Duterte team gets unapproved vaccine from ‘friend and neighbor’ China

Philippine President Rodrigo Duterte’s security team received an unapproved coronavirus vaccine produced by China, sparking a controversy over “VIP vaccines” taking precedence over health workers.

“I know some from the Cabinet and the Presidential Security Guards,” Interior Secretary Eduardo Ano told local radio, per the Philippine Star. “Until those people confirm it for themselves, I cannot say their names.”

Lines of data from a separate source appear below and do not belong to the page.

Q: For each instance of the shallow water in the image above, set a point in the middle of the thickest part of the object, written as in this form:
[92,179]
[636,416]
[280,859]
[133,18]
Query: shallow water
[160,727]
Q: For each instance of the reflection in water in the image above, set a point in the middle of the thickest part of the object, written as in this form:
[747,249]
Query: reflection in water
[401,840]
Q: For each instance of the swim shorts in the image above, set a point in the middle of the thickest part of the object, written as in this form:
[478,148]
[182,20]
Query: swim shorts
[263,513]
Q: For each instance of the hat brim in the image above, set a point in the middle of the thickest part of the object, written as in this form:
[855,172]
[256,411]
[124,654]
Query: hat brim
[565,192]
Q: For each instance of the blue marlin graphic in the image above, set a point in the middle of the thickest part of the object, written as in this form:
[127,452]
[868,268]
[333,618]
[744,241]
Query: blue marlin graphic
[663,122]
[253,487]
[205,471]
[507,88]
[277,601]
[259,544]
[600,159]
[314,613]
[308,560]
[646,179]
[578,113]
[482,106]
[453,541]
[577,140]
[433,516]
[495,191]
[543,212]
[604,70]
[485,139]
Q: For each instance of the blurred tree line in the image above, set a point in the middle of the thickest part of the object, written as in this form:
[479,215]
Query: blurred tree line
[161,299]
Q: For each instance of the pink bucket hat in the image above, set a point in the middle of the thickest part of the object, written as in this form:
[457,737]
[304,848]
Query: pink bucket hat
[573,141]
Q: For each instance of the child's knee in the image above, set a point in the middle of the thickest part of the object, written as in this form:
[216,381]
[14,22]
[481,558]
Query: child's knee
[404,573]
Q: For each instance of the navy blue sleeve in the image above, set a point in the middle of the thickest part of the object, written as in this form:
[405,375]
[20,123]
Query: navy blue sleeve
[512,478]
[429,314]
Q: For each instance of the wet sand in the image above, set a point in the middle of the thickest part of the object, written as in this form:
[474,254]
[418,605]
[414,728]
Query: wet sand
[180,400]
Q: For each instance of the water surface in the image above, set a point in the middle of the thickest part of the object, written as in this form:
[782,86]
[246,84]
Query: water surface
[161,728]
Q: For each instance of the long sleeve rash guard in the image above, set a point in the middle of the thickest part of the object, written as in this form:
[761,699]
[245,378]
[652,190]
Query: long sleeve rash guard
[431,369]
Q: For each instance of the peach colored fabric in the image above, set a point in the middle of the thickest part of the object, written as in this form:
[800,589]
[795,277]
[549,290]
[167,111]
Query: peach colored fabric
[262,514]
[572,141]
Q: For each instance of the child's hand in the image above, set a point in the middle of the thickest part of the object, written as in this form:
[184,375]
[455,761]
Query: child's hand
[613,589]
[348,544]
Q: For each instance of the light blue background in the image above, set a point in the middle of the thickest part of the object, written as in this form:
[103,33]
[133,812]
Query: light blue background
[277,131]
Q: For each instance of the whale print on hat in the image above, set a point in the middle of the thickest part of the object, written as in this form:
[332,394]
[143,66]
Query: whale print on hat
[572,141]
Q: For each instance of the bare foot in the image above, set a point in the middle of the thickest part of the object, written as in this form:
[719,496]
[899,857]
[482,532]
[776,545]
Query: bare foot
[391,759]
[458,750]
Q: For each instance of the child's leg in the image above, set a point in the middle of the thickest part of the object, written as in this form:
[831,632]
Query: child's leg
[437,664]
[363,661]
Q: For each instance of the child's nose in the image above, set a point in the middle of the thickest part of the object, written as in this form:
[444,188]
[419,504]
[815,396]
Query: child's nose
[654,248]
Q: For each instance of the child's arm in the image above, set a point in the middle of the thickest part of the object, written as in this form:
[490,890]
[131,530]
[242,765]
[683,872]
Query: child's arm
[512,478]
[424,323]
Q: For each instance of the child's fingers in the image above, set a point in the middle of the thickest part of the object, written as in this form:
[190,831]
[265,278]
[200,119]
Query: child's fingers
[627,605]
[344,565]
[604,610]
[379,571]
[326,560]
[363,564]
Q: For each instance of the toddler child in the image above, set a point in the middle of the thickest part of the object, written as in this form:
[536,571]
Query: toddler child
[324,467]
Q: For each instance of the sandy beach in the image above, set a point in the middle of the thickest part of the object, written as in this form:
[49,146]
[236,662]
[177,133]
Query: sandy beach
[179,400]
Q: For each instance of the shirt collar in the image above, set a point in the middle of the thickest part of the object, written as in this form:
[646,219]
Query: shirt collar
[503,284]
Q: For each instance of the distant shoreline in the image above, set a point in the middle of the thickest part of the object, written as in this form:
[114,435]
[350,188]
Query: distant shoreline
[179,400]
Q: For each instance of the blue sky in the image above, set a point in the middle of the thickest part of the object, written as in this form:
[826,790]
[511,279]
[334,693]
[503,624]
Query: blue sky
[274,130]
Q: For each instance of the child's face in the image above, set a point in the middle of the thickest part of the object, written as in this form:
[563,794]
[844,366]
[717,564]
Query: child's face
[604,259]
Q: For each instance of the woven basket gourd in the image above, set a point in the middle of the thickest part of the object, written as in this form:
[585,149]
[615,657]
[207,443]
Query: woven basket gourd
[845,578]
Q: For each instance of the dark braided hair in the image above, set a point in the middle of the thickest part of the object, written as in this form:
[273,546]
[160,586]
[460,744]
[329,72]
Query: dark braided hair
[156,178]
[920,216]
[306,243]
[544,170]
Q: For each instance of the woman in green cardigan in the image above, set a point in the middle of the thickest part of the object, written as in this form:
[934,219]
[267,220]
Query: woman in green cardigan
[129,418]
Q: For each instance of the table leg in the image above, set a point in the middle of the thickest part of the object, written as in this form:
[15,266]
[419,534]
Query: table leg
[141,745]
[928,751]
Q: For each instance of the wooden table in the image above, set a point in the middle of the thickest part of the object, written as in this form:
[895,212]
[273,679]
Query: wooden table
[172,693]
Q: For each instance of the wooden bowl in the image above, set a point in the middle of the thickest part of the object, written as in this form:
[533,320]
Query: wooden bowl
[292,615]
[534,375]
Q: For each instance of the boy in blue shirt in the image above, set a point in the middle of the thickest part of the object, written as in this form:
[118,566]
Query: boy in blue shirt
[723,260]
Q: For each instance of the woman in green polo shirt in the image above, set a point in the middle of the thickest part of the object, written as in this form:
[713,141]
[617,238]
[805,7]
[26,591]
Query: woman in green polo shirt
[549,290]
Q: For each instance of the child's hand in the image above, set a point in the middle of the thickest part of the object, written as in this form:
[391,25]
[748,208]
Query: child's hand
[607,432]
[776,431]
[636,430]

Philippine health regulators have not yet approved the coronavirus vaccine produced by China’s state-owned Sinopharm, which has been greeted with skepticism in the island’s legislature. Yet, Duterte’s team justified the reach for China’s vaccine on national security grounds in language emblematic if Duterte’s affinity for Beijing.

“The news is that the vaccine is already here, and if we cannot be given Western vaccines, our friend and neighbor China is willing to give us vaccines,” Duterte spokesman Harry Roque said. “It’s not prohibited under the law to get inoculated with an unregistered [vaccine]. What is illegal is the distribution and selling.”

The Philippines is a traditional U.S. ally in a strategically significant location, positioned to dispute China’s claims to the sovereignty of the major shipping lanes that course through the South China Sea. Yet, Duterte’s poor human rights record has developed into an irritant in the alliance, while the brash president has attempted to curry favor with Beijing and flinched from confronting Chinese aggression.

Pfizer has applied for permission from Manila to distribute a U.S.-approved vaccine in the Philippines, Duterte’s team announced Saturday. “Since Pfizer is already approved in America, it’s almost automatic that the company will be authorized,” Roque said at the time.

Duterte hinted that some officials had gained early access to a Chinese vaccine over the weekend, but the revelation caught security officials by surprise. A military spokesman subsequently defended the “bold step” of using the unapproved vaccine on national security grounds.

“Because the safety of the president equates to national well being, that security posture should necessarily include protecting the commander in chief from contracting the deadly virus from those he is constantly exposed to, like the members of his security detail,” Philippine Armed Forces spokesman Maj. Gen. Edgard Arevalo said.

The revelation comes at an awkward time for Duterte, just days after Philippine Food and Drug Administration Director-General Rolando Domingo confirmed that the government has conducted “three raids” to prevent the unauthorized use of the vaccine.

“How did it happen that some soldiers, and perhaps select civilians, have already gotten an advance vaccination with a China-made vaccine?” Philippine Sen. Leila de Lima, who has been held in pre-trial detention for three years on drug charges that human rights activists say stems from her criticism of Duterte’s support for extrajudicial killings, asked in a handwritten note published by the local press.

Roque, who said in December that the government would give vaccines first to front-line healthcare workers and then to senior citizens, brushed off questions on Monday while distancing Duterte from the decision to vaccinate the security team.

“Let’s just accept that our military who guards our security is now safe from COVID when they can do their job,” he said. “I don’t think [Duterte authorized the inoculation of soldiers]. It must have been the decision of the commanders and the soldiers.”